Downregulation of MicroRNA-206 Alleviates the Sublethal Oxidative Stress-Induced Premature Senescence and Dysfunction in Mesenchymal Stem Cells via Targeting Alpl

Bone marrow-derived mesenchymal stem cells (MSCs) have shown great promise in tissue engineering and regenerative medicine; however, the regenerative capacity of senescent MSCs is greatly reduced, thus exhibiting limited therapy potential. Previous studies uncovered that microRNA-206 (miR-206) could largely regulate cell functions, including cell proliferation, survival, and apoptosis, but whether miR-206 is involved in the senescent process of MSCs remains unknown. In this study, we mainly elucidated the effects of miR-206 on MSC senescence and the underlying mechanism. We discovered that miR-206 was upregulated in the senescent MSCs induced by H2O2, and abrogation of miR-206 could alleviate this tendency.

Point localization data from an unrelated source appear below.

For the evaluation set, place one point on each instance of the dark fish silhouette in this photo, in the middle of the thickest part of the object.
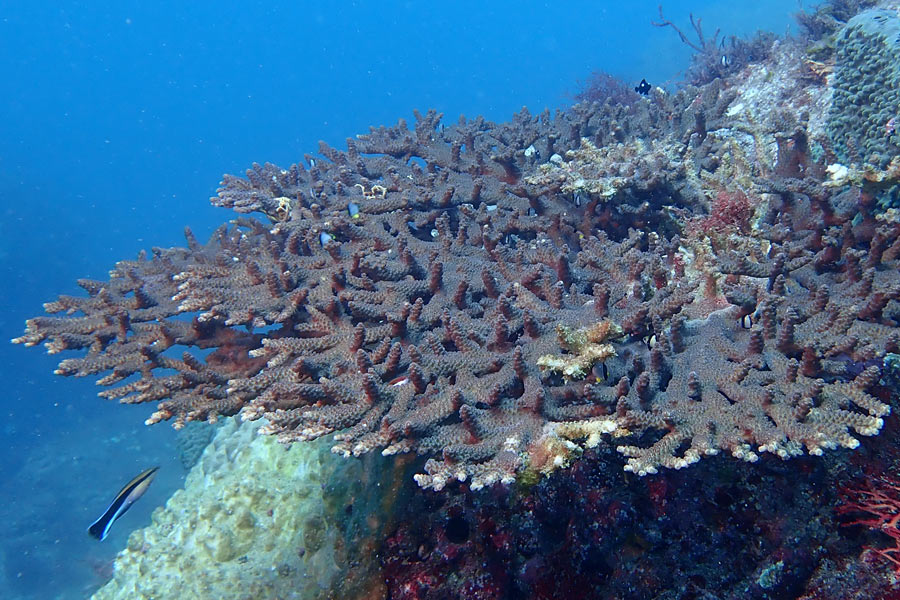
(127, 496)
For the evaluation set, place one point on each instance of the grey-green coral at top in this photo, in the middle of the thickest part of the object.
(864, 122)
(258, 520)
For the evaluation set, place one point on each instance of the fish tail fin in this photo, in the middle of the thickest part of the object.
(98, 529)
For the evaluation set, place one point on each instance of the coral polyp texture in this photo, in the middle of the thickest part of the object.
(454, 293)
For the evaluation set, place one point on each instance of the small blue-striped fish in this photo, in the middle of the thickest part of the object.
(127, 496)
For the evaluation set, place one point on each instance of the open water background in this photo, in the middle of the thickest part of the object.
(117, 120)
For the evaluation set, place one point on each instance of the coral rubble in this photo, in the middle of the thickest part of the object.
(255, 521)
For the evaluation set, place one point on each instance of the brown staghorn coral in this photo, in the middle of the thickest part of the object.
(406, 293)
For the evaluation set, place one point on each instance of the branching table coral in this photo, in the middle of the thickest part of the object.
(420, 292)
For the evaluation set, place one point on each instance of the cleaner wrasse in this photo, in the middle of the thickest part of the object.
(127, 496)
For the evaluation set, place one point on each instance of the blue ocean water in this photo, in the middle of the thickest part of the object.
(117, 120)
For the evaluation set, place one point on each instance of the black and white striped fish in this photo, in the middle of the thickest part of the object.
(127, 496)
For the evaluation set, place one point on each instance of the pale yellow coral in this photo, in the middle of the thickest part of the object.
(586, 346)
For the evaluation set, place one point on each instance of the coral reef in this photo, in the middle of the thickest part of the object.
(867, 89)
(681, 276)
(406, 294)
(256, 521)
(590, 532)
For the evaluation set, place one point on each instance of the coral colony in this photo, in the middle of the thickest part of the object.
(710, 271)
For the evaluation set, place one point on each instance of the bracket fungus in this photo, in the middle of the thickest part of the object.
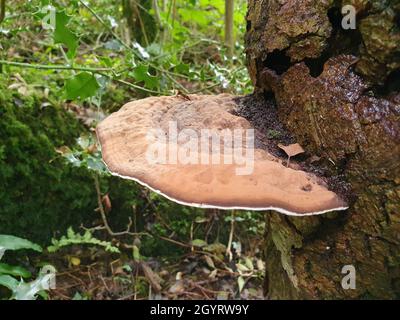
(195, 150)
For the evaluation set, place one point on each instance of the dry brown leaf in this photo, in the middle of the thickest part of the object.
(292, 149)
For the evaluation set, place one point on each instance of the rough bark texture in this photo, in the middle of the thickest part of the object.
(338, 92)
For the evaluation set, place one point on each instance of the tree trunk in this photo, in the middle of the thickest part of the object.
(337, 91)
(229, 36)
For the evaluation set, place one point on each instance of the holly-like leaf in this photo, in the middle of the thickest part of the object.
(14, 243)
(62, 34)
(141, 74)
(82, 86)
(14, 270)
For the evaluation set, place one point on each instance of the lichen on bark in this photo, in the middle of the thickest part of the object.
(339, 96)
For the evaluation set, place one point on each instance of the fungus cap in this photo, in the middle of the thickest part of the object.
(138, 129)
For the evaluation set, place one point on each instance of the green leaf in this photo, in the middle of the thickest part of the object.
(199, 243)
(83, 85)
(14, 243)
(63, 35)
(141, 73)
(8, 282)
(14, 271)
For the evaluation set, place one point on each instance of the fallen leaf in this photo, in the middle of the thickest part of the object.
(209, 261)
(292, 149)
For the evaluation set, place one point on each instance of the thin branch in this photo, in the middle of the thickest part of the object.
(2, 10)
(103, 213)
(52, 66)
(99, 71)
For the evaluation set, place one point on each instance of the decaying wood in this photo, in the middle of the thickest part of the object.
(335, 97)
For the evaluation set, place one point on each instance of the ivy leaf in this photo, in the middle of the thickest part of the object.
(141, 74)
(83, 85)
(62, 34)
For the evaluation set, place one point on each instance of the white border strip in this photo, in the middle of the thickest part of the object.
(205, 206)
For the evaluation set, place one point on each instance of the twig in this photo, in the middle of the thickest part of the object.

Besides, we determined that by targeting Alpl, miR-206 could ameliorate the impaired migration and paracrine function in MSCs reduced by H2O2. In vivo study, we revealed that inhibition of miR-206 in senescent MSCs could effectively protect their potential for myocardial infarction treatment in a rat MI model. In summary, we examined that inhibition of miR-206 in MSCs can alleviate H2O2-induced senescence and dysfunction, thus protecting its therapeutic potential.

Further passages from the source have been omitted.